Hereafter are the definitions of reliability and credibility according to STANAG 2511 (January 2003, Intelligence reports, NATO Unclassified).
@Anne-Laure: I can’t find the STANAG 2022…
2. Reliability of the source is designated by a letter between A and F signifying various degrees of confidence as indicated in Table I below.
TABLE I - RELIABILITY OF SOURCE
A. Completely reliable D. Not usually reliable
B. Usually reliable E. Unreliable
C. Fairly reliable F. Reliability cannot be judged
3. Completely reliable (A). Refers to a tried and trusted source which can be depended upon with confidence.
4. Usually reliable (B). Refers to a source which has been successful in the past but for which there is still some element of doubt in a particular case.

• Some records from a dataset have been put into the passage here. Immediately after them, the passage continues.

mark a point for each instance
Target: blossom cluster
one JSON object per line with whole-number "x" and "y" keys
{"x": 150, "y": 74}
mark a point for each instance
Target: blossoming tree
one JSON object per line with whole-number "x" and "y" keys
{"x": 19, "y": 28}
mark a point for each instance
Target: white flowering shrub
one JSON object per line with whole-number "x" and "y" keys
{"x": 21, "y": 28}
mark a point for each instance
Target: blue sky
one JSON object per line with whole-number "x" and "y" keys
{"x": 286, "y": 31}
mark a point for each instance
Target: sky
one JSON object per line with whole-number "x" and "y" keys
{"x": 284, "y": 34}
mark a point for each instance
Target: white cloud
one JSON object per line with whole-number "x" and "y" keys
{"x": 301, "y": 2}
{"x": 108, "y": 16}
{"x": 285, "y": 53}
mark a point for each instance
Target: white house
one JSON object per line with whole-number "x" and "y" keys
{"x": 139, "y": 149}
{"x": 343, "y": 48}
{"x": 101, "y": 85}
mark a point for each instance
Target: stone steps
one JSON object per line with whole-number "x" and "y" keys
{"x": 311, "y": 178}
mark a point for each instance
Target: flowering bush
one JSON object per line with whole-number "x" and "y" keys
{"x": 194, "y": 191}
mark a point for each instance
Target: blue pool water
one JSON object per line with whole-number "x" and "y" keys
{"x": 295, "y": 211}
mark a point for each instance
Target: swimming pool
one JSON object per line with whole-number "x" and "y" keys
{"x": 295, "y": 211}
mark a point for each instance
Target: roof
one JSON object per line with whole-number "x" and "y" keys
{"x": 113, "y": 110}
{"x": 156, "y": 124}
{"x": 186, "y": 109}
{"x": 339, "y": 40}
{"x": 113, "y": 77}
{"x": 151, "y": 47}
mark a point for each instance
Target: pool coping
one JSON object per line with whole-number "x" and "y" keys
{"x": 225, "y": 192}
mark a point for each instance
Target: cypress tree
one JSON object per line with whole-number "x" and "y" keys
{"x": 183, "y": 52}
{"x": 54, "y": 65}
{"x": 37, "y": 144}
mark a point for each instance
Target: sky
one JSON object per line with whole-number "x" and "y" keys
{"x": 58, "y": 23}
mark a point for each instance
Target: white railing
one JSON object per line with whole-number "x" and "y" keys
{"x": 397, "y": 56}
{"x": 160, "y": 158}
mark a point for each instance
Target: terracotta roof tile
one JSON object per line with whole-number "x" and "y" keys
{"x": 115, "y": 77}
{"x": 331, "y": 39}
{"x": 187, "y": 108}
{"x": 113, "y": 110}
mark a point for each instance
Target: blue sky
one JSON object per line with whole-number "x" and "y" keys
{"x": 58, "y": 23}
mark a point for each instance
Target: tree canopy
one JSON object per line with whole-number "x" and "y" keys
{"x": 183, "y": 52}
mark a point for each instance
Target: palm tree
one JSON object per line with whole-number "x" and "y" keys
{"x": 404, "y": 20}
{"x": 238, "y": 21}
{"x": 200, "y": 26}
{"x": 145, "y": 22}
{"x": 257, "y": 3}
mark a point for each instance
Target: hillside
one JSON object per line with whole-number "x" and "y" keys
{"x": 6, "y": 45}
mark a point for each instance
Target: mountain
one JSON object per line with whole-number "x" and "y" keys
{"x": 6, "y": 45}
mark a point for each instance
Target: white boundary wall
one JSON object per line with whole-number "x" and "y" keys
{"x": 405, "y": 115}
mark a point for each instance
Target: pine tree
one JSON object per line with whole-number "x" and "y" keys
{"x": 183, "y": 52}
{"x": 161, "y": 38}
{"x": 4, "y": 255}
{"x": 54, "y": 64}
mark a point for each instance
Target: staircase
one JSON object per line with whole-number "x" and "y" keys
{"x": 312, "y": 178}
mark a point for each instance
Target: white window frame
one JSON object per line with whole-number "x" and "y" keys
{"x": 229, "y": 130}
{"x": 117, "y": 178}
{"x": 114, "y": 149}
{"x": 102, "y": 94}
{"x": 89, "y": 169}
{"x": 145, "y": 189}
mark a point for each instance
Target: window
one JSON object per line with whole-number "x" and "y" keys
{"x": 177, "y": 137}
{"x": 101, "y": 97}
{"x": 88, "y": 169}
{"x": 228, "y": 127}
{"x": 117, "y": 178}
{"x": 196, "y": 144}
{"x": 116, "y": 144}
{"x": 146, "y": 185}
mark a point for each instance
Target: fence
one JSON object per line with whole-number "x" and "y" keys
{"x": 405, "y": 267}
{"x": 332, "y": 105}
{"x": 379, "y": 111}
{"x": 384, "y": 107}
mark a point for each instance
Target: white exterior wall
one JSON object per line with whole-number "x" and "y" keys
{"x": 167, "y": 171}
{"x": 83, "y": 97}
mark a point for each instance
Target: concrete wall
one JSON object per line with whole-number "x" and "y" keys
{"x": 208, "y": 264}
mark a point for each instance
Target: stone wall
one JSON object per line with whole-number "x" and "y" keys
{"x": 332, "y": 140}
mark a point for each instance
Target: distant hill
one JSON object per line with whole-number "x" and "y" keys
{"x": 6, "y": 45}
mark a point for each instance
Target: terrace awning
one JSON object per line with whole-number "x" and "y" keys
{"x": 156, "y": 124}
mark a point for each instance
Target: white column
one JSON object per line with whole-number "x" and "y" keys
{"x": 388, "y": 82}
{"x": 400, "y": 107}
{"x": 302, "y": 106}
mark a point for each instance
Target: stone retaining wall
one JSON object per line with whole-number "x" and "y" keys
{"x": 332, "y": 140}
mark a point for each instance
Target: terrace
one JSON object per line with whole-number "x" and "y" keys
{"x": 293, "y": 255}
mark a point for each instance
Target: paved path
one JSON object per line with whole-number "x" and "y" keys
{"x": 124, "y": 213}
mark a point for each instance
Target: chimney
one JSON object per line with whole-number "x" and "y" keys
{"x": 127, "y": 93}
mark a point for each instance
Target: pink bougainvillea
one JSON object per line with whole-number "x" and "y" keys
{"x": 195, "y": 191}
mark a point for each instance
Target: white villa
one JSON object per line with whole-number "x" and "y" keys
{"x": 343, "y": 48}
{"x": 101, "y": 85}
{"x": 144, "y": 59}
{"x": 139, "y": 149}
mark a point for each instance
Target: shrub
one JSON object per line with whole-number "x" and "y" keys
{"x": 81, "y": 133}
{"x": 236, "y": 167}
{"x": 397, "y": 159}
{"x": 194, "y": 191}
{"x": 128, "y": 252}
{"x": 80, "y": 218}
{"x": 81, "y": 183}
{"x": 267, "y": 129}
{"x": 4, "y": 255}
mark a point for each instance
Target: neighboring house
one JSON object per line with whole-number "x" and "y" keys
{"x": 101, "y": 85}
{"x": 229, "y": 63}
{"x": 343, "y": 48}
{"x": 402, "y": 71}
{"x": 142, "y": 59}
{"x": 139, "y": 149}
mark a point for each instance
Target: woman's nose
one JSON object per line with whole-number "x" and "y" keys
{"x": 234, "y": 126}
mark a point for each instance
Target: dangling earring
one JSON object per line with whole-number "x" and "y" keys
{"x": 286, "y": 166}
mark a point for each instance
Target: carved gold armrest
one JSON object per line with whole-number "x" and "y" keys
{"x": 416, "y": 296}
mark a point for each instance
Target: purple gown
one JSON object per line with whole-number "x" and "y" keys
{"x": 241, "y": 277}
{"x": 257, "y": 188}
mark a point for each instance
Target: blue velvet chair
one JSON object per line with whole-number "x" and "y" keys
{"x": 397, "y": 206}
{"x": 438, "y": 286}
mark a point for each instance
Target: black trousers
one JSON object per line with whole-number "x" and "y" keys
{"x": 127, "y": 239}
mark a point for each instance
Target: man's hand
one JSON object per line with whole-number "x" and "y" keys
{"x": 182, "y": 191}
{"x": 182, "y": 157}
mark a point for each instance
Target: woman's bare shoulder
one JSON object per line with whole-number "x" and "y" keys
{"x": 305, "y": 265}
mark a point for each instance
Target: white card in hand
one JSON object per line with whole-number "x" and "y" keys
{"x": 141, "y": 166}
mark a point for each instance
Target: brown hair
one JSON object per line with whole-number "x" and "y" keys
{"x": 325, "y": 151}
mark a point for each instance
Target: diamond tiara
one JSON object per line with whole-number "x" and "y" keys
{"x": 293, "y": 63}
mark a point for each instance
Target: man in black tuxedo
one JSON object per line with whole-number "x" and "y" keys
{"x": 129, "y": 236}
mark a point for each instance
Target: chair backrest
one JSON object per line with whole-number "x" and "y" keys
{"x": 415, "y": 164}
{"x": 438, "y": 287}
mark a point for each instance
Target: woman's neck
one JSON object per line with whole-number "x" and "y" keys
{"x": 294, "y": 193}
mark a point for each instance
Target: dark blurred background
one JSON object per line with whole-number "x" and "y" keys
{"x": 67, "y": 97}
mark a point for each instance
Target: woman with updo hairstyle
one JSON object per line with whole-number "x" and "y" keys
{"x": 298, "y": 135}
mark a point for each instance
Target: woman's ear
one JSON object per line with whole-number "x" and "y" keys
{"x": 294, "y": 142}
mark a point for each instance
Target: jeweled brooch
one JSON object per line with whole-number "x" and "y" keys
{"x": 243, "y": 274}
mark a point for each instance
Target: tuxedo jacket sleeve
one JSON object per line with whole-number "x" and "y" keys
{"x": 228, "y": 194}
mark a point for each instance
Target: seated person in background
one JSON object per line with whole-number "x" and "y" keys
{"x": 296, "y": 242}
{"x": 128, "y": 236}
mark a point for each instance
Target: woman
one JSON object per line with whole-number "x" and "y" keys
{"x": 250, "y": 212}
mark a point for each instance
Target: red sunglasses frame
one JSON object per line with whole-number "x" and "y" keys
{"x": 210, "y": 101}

5. Fairly reliable (C). Refers to a source which has occasionally been used in the past
and upon which some degree of confidence can be based.

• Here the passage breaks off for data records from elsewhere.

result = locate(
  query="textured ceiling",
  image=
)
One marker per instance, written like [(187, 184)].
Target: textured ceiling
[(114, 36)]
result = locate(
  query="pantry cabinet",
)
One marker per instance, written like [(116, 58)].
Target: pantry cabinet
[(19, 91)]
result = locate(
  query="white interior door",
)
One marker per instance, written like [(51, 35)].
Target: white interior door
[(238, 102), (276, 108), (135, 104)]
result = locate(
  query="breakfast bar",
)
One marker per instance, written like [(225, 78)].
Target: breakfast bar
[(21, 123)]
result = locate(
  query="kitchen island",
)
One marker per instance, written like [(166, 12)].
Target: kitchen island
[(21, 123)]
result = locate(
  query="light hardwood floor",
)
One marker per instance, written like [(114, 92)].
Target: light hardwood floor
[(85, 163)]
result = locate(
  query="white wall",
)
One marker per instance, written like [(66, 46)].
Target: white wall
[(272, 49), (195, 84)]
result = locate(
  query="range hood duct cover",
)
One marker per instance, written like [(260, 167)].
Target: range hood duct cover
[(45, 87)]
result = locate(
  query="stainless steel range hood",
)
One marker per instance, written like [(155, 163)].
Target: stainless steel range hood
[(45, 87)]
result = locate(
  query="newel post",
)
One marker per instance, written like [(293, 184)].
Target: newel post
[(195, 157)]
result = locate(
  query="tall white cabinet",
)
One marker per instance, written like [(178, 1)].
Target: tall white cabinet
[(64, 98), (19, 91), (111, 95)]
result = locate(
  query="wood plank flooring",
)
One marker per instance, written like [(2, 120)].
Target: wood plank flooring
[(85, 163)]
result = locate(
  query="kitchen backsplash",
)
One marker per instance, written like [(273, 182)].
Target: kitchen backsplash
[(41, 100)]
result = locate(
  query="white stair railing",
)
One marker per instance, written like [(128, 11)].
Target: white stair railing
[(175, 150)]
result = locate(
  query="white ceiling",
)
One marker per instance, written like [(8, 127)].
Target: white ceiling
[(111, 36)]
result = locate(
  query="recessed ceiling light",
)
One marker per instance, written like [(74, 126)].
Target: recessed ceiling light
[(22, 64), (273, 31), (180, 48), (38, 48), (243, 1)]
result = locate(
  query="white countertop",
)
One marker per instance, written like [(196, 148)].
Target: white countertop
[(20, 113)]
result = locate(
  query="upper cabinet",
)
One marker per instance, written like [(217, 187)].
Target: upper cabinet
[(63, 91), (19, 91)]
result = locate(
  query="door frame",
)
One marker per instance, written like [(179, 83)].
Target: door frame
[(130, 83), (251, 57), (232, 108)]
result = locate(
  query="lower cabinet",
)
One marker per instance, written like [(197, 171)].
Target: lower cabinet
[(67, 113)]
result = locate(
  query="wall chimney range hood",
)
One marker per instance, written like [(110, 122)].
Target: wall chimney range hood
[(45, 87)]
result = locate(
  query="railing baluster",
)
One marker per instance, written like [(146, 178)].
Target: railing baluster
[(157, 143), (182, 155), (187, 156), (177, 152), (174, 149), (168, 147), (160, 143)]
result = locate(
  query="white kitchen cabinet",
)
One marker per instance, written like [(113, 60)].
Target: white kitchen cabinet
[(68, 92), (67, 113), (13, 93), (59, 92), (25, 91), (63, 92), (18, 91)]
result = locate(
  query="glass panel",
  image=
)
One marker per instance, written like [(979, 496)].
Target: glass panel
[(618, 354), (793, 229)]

6. Not usually reliable (D). Refers to a source which has been used in the past but has proved more often than not unreliable.
7. Unreliable (E). Refers to a source which has been used in the past and has proved unworthy of any confidence.
8. Reliability cannot be judged (F). Refers to a source which has not been used in the past.
9. Credibility of information is designated by a numeral between 1 and 6 signifying varying degrees of confidence as indicated in Table II.
TABLE II - CREDIBILITY OF INFORMATION
1. Confirmed by other sources 4. Doubtful
2. Probably true 5. Improbable
3. Possibly true 6. Truth cannot be judged
10. Confirmed by other sources (1). If it can be stated with certainty that the reported
information originates from another source than the already existing information on the same subject, it is classified as "confirmed by other sources" and is rated "1".
11. Probably true (2). If the independence of the source of any item or information cannot be guaranteed, but if, from the quantity and quality of previous reports its likelihood is nevertheless regarded as sufficiently established, then the information should be classified as "probably true" and given a rating of "2".
12. Possibly true (3). If, despite there being insufficient confirmation to establish any higher degree of likelihood, a freshly reported item of information does not conflict with the previously reported behaviour pattern of the target, the item my be classified as "possibly true" and given a rating of "3".
13. Doubtful (4). An item of information which tends to conflict with the previously
reported or established behaviour pattern of an intelligence target should be classified as "doubtful" and given a rating of "4".
14. Improbable (5). An item of information which positively contradicts previously reported information or conflicts with the established behaviour pattern of an intelligence target in a marked degree should be classified as "improbable" and given a rating of "5".
15. Truth cannot be judged (6). Any freshly reported item of information which provides no basis for comparison with any known behaviour pattern of a target must be classified as "truth cannot be judged" and given a rating of "6". Such a rating should be given only when the accurate use of higher rating is impossible.
Reliability and credibility, the two aspects of evaluation, must be considered
independently of each other. The resultant rating will be expressed in whatever combination or letter and number is appropriate. Thus information received from a "usually reliable" source which is adjusted as "probably true" will be rated as "B2". Information from the same source of which the "truth cannot be judged" will be rated as "B6".